AlexeyAB / darknet

YOLOv4 / Scaled-YOLOv4 / YOLO - Neural Networks for Object Detection (Windows and Linux version of Darknet )
http://pjreddie.com/darknet/
Other
21.66k stars 7.96k forks source link

Can I train YOLOv4-P6 with different width and height? #8076

Open mjack3 opened 3 years ago

mjack3 commented 3 years ago

I am using the YOLOv4-P6.cfg and the pre-trained weight for training yolov4-p6.conv.289. I have just one classe so, following the step by step y changed classes=1, filters=24, width=1152 and height=800

Then i run this command

./darknet detector train data/obj_iii.data cfg/scale/yolov4-p6_III.cfg pre-trained/yolov4-p6.conv.289 and i get this error

 206 route  205 203 The width and height of the input layers are different. 
                               ->    0 x   0 x   0 
 207 Darknet error location: ./src/parser.c, parse_convolutional, line #208
Layer before convolutional layer must output image.: Success

However, i can train the yolov4-p5 (with different width and height)

lsd1994 commented 3 years ago

The width and height should be multiple of 64? I'm not sure.

KalanaRatnayake commented 3 years ago

I think network size needs to be multiples of 32. But when i tried low resolutions with p5, p6 and p7, not all worked.
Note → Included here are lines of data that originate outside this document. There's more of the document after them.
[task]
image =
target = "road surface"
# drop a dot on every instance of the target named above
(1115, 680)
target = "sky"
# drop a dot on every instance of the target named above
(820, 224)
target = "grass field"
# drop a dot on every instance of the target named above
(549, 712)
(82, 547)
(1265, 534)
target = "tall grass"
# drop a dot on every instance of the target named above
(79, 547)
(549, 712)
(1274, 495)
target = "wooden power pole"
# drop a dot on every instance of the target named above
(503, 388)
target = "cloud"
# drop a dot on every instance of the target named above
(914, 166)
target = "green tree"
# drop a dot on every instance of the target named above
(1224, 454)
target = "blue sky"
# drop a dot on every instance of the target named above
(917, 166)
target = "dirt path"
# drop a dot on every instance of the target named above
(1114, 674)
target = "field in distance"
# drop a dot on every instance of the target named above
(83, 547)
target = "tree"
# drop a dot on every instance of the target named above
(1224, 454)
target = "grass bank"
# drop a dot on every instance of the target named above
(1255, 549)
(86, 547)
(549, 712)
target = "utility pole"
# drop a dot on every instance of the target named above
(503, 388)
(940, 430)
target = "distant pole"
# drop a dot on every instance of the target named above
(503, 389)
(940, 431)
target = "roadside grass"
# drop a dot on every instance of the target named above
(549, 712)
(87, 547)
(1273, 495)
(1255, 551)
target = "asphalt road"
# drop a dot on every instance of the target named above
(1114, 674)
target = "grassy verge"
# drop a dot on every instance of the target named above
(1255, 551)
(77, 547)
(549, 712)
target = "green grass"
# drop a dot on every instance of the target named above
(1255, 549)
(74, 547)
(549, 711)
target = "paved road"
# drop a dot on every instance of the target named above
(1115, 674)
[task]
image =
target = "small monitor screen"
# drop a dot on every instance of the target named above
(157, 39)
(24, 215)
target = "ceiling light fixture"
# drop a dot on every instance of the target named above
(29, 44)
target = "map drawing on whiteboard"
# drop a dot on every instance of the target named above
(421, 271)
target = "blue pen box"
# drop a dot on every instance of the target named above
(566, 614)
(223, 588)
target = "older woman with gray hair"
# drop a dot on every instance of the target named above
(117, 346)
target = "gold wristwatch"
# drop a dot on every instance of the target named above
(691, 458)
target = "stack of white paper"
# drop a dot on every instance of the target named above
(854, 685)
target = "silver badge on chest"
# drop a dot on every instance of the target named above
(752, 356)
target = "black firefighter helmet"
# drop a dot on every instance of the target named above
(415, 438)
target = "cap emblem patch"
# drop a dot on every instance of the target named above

It seems to me that, half and quarters of given resolution works. Eg: p6 (1280x1280) -> 640x640 and 320x320 worked but 416x416 didn't. Couldn't complete the test as my GPU memory was not enough to train the models. I was barely able to load the network.

KalanaRatnayake commented 3 years ago

And it seems they need to be similar. width=height. so in your case you would have to try with 1280x1280 and feed the 1152x800 image. Internally they add padding to the image so that it becomes 1280x1280. i read it somewhere but cannot remember where exactly. check in the main README.md

lsd1994 commented 3 years ago

In yolov4 the width and height must be multiple of 32 because it downsamples 5 times. So you should check how many downsample times in this model, and then you can get right resolution.

mjack3 commented 3 years ago

@lsd1994 and what is the relation of 32 with the number of downsamples?

lsd1994 commented 3 years ago

2^5=32, so 32 pixels in original image become 1 pixel in last feature map after 5 times downsample.

Micky-123 commented 2 years ago

I got the same issue while trying to retrain yolov4-tiny with 640*360. I then modified 360 to 384 ( to make sure it is multiple of 32) and it worked.